La compagnie aérienne panaméenne Copa Airlines a confirmé mardi la prolongation de la suspension temporaire de ses opérations commerciales entre Panama et Caracas jusqu'au 15 janvier 2026, alors que les tensions se poursuivent dans l'espace aérien vénézuélien et dans le sud des Caraïbes en raison de la promesse des États-Unis de mener des opérations militaires sur le sol vénézuélien, dans le cadre de leurs actions contre le trafic de drogue dans la région.

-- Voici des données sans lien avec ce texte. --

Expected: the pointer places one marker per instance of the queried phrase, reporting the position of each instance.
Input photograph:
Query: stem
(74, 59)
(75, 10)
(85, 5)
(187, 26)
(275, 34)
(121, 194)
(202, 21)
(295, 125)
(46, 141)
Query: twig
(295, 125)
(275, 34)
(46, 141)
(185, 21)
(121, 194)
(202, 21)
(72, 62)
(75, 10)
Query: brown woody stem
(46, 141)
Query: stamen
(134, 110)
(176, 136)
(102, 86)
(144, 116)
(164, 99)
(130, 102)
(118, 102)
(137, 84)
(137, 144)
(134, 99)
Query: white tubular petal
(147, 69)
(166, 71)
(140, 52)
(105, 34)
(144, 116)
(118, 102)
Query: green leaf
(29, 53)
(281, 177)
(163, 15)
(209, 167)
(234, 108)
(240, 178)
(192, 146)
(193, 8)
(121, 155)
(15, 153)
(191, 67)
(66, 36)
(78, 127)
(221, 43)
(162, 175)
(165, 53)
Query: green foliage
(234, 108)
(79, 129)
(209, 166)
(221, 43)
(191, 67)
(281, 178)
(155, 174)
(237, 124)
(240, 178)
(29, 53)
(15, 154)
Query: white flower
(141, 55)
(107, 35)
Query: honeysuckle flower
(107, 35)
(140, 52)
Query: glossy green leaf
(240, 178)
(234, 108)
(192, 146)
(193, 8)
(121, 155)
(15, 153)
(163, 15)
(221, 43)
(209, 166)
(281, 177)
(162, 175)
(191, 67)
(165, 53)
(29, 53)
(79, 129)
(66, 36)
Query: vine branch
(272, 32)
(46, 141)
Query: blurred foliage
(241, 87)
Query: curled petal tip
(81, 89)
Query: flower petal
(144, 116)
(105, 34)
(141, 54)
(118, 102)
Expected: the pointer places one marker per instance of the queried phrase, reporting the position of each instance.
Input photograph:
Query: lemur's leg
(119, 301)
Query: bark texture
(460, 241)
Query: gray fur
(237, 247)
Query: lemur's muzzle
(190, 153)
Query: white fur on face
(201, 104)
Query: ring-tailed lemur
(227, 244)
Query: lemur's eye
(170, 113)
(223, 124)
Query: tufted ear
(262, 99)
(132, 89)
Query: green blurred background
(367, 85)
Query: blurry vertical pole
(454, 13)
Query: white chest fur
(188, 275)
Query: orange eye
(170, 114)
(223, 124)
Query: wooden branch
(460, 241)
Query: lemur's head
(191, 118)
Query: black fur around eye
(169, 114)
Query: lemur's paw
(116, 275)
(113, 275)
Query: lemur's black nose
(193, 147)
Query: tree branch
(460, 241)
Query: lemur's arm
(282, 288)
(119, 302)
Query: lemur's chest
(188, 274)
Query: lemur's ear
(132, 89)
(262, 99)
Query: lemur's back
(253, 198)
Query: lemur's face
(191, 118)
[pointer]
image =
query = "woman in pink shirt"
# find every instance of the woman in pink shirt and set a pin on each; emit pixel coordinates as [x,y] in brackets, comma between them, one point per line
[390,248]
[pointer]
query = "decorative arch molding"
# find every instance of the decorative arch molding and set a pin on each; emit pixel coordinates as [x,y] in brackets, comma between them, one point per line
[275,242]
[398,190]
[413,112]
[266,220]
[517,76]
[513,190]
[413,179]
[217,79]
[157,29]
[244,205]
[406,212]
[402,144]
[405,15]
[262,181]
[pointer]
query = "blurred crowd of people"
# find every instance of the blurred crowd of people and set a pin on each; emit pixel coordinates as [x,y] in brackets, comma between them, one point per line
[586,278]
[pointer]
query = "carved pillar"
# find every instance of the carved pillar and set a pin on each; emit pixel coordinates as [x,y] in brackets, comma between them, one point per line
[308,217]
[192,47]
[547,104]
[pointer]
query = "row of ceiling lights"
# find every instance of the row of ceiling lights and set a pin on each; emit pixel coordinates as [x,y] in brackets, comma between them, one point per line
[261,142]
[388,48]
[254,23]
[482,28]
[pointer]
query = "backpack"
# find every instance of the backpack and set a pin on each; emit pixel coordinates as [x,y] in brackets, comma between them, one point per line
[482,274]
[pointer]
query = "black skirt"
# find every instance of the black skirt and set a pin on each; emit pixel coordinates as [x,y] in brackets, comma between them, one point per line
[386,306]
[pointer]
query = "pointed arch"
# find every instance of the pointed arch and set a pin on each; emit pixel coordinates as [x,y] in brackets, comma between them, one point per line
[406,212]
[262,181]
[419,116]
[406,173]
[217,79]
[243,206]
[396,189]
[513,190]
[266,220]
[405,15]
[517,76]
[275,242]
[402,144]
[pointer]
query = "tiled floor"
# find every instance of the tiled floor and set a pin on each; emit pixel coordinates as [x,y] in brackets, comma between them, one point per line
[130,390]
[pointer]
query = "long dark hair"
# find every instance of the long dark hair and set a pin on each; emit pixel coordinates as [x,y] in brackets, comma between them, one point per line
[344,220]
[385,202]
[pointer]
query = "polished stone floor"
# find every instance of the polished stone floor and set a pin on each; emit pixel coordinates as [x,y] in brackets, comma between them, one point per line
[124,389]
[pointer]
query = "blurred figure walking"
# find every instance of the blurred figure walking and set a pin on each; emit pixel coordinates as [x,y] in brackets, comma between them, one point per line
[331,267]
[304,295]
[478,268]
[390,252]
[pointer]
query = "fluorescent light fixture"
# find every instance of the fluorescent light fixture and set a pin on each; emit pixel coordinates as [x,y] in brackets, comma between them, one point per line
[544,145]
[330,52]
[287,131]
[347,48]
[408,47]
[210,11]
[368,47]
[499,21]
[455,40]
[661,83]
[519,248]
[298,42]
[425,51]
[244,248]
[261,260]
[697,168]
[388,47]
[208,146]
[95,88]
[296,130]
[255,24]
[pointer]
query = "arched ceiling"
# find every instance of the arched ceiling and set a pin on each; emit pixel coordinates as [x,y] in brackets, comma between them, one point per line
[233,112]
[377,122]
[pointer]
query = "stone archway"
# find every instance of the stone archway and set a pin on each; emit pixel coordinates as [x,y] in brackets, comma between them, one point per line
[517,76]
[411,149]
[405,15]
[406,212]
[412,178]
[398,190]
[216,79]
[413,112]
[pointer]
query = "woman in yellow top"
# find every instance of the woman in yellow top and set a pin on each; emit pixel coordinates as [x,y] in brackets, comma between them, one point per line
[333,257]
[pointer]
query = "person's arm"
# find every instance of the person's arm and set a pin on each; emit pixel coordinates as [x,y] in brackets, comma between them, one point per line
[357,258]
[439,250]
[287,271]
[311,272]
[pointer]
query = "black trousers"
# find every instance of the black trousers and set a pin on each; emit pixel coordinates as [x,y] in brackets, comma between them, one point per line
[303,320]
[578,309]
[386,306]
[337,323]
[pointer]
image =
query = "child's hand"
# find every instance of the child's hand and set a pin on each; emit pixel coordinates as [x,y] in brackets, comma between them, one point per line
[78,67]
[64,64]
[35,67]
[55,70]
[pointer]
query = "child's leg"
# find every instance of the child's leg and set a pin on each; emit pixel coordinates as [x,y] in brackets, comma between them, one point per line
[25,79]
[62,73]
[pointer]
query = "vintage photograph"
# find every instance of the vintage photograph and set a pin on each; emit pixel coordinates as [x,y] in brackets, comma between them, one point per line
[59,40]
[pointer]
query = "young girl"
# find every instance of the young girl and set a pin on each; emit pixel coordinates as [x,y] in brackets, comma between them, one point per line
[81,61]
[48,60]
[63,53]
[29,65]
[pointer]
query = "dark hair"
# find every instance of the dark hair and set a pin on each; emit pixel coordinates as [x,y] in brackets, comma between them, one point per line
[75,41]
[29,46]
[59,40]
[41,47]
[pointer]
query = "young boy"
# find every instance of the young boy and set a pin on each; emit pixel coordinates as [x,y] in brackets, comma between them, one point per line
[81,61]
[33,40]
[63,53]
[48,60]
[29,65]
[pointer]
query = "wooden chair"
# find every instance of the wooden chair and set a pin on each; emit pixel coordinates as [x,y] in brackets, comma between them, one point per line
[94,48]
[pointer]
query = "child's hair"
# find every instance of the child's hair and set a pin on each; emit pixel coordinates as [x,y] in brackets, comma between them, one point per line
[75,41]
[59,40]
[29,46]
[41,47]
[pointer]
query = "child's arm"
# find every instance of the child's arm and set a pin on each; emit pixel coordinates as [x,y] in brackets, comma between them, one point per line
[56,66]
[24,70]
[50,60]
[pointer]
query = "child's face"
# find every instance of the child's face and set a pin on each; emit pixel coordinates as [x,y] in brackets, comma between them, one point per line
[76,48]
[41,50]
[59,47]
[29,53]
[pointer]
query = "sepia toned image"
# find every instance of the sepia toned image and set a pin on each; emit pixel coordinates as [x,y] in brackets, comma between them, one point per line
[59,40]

La compagnie a précisé qu'il s'agit de la troisième prolongation de la suspension, annoncée pour la première fois le 4 décembre puis renouvelée le 12 décembre, parallèlement à la détérioration de la sécurité aérienne régionale et aux recommandations des autorités aéronautiques des États-Unis et de l'Espagne. Depuis le début de la crise, Copa Airlines a signalé des intermittences dans les signaux de navigation détectés par ses pilotes lorsqu'ils opèrent à Maiquetía, un contexte dans lequel six autres compagnies aériennes ont également suspendu ou limité leurs services vers le Venezuela.

Copa Airlines a attribué la prolongation de la mesure à l'inopérabilité persistante de la piste principale de l'aéroport international de Maiquetía. Cette décision a été communiquée en attendant que la piste et son système d'atterrissage aux instruments soient à nouveau opérationnels, comme le rapporte la compagnie dans un communiqué publié aujourd'hui.
Compte tenu de la forte demande de voyages pendant la période de Noël et des restrictions opérationnelles à Caracas, Copa Airlines a augmenté la fréquence de ses vols entre Panama et Cúcuta, en Colombie, une ville limitrophe de l'État vénézuélien de Táchira et qui s'est imposée comme la principale alternative pour accéder au marché vénézuélien. En outre, la compagnie a commencé des évaluations de routes dans l'ouest du Venezuela : ce mardi 16 décembre 2025, son avion cargo Boeing 737-800BCF, immatriculé HP-1990W, a effectué un vol d'essai vers l'aéroport international de La Chinita à Maracaibo, où la compagnie aérienne n'avait pas enregistré d'opérations régulières depuis juillet 2024.
Copa Airlines a réitéré la mise en œuvre de politiques flexibles pour les passagers concernés par la suspension, qui pourront changer la date ou la destination dans la même région sans frais supplémentaires, annuler leur voyage et conserver la valeur du billet comme crédit futur, ou demander le remboursement des sections non utilisées via les canaux numériques de la compagnie.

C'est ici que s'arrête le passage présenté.